Carlos Ghosn, the disgraced former leader of Renault Nissan and public face of the alliance, has reportedly been arrested in Japan on charges of financial misdeeds. The Japanese government is accusing Ghosn of under-reporting about $44 million in income. While Ghosn is a French national, his own country is taking a step away from him, possibly signaling they think he’s done for.
According to Automotive News, French Finance Minister Bruno Le Maire said they don’t back Ghosn running Renault any longer since he’s obviously “not in a position” to do so. Running a large automaker from a jail cell would be difficult, although that didn’t slow down Al Capone.

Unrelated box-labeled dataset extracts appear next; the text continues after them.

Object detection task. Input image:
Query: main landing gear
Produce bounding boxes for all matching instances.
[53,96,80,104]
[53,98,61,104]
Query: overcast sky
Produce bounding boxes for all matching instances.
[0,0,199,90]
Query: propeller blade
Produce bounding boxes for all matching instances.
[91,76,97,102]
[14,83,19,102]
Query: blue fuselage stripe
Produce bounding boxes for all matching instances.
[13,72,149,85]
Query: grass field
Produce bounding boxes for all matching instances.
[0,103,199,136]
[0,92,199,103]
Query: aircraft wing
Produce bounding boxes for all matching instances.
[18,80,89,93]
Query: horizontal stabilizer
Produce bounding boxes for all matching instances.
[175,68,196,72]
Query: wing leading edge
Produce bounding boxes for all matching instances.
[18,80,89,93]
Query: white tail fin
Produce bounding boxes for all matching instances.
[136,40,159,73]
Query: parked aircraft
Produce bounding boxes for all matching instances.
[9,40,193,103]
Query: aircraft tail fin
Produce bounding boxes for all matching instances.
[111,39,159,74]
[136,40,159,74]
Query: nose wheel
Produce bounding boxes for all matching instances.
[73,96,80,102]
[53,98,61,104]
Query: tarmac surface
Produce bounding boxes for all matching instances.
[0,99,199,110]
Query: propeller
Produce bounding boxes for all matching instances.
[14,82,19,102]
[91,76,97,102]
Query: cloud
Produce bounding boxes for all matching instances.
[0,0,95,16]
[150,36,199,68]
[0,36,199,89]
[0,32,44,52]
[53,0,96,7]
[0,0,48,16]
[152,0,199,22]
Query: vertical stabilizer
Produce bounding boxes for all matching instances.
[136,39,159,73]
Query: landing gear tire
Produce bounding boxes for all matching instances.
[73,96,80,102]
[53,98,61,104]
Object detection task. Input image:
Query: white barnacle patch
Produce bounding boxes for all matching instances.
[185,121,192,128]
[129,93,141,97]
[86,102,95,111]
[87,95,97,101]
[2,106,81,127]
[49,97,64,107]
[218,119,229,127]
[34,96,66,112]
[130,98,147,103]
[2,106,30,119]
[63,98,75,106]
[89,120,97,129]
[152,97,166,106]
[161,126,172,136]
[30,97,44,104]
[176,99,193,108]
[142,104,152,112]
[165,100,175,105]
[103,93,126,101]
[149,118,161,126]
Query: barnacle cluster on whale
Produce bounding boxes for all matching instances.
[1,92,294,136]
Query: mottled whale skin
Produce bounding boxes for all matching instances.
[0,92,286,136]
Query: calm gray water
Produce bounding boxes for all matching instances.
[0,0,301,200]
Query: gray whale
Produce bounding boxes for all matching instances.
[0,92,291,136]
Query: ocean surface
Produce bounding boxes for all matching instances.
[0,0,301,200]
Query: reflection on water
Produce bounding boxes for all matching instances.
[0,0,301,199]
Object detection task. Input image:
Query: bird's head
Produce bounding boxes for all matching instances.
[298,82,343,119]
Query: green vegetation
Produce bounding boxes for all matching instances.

An interim leader will be appointed any moment now, and this decision could be pivotal. If Ghosn is convicted and sent to prison in Japan, that interim leader could turn into a more permanent change.
Lest you think the French government is completely abandoning Ghosn, Le Maire did said the government won’t demand he leaves the Renault board. The reason is simple: a lack of proof that Ghosn is guilty. Of course, France is the biggest shareholder for Renault, and so can effectively stave off attempts to push Ghosn out, for now.
There are questions if this information leaked about Ghosn’s misdeeds is part of a palace coup performed by Nissan CEO Hiroto Saikawa. If true, it shows all is not well with the Renault-Nissan-Mitsubishi Alliance and that the end is likely near. That will have ripple effects in the auto industry, since the Alliance used to be something analysts thought would be a blueprint for the future.